I'm using an instanced Amazon EC2 virtual Ubuntu 12.04 server as my single Riak node. I've gone through all the proper stages of setting up Riak on the instance using the guide on the basho website here. Where x.x.x.x
is the private IP address of the instance, this included:
Installation
Using sudo su -
to gain root privileges (EC2 logs me in as 'Ubuntu').
Installing the SSL Lib with:
sudo apt-get install libssl0.9.8
Downloading the 64-bit package for 12.04:
wget http://downloads.basho.com.s3-website-us-east-1.amazonaws.com/riak/CURRENT/ubuntu/precise/riak_1.2.1-1_amd64.deb
Then unpacking via:
sudo dpkg -i riak_1.2.1-1_amd64.deb
As instructed in the basho guide, I updated these two files (using vi):
vm.args
- Changing
-name riak@x.x.x.x
to the private IP of my instance.
app.config
Changing {http, [ {"x.x.x.x", 8098 } ]}
to the private IP of my instance.
Changing {pb_ip, "x.x.x.x"}
to the private IP of my instance.
The Riak node was working fine when I first setup the server and performed the above, I could connect to the node, and using riak start
then riak-admin test
returned successfully with:
>Attempting to restart script through sudo -H -u riak
>Successfully completed 1 read/write cycle to 'riak@x.x.x.x'
The next day I fired up the instance, repeated the above process (ignoring installation) with the instance's new IP address y.y.y.y
(the private IP of the instance changes every time it stops/starts) and typed riak start
into the terminal, only to be greeted with:
>Attempting to restart script through sudo -H -u riak
>Riak failed to start within 15 seconds,
>see the output of 'riak console' for more information.
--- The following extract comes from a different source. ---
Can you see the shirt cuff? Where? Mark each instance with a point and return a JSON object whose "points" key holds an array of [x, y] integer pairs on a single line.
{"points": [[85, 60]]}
>If you want to wait longer, set the environment variable
>WAIT_FOR_ERLANG to the number of seconds to wait
In the riak console the error given is:
>gen_server riak_core_capability terminated with reason: no function clause matching orddict:fetch('riak@y.y.y.y', [{'riak@x.x.x.x',[{{riak_core,staged_joins},[true,false]},{{riak_core,vnode_routing},[proxy,...]},...]}])
Where y.y.y.y
is the new instance IP address and x.x.x.x
was the old one.
I've been scratching my head over this for a while now and can't find anything on the topic, the only solution I can think of is to re-install Riak on the off chance my PATH directories have gone wrong. If that fails my last resort would be to terminate the instance and reconfigure Riak on a new instance. So before I jump the gun, what I would like to ask is:
After updating the fields in app.config
and vm.args
with the new instance IP address, why is the riak start
command no longer successful?
Is there any way for an Ubuntu EC2 instance to be assigned with a static private IP? Not only would this help solve the problem, but saves me time having to update app.config
and vm.args
every time I start/stop the instance.
So after some more digging around and intense reading, I've found a solution:
You need to remove the Riak ring and start Riak again to reset riak_core.
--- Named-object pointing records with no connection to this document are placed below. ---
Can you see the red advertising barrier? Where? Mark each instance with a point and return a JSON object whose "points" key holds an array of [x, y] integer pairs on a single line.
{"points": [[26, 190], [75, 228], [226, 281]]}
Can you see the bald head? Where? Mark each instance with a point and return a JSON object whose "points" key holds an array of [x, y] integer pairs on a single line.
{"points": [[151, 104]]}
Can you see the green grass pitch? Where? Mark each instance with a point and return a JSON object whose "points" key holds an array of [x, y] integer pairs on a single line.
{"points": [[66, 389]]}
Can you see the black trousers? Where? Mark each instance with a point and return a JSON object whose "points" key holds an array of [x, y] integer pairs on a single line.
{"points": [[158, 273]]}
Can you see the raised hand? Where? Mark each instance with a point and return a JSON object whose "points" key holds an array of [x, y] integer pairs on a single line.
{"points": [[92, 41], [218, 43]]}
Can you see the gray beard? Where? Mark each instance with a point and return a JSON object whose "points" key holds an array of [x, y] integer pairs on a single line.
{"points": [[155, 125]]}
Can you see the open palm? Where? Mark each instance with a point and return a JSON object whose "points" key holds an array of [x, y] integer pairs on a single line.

You can do this by using this command in the terminal:
rm -rf /var/lib/riak/ring/*
- NOTE: This should be done after you've updated
app.config
and vm.args
with the new server IP, nasty side-effects can occur otherwise.
Then
riak start
I was no longer thrown a 'failed to connect' error, and after issuing a riak-admin test
command I pleasantly received (where y.y.y.y
is my instance's private IP):
>Attempting to restart script through sudo -H -u riak
>Successfully completed 1 read/write cycle to 'riak@y.y.y.y'
I should note that this solution applies to virtual servers as well as physical ones. Although I would imagine the reassigning of IP's would be a much rarer occurrence in physical servers.
Now while that solves the issue, it still means whenever I need to reboot the instance I have to go through editing the app.config
and vm.args
files to change the private IP address (remember the private IP changes every time an Ubuntu instance is started/stopped) and then clear the Riak ring using the command above, so it's not exactly an elegant solution.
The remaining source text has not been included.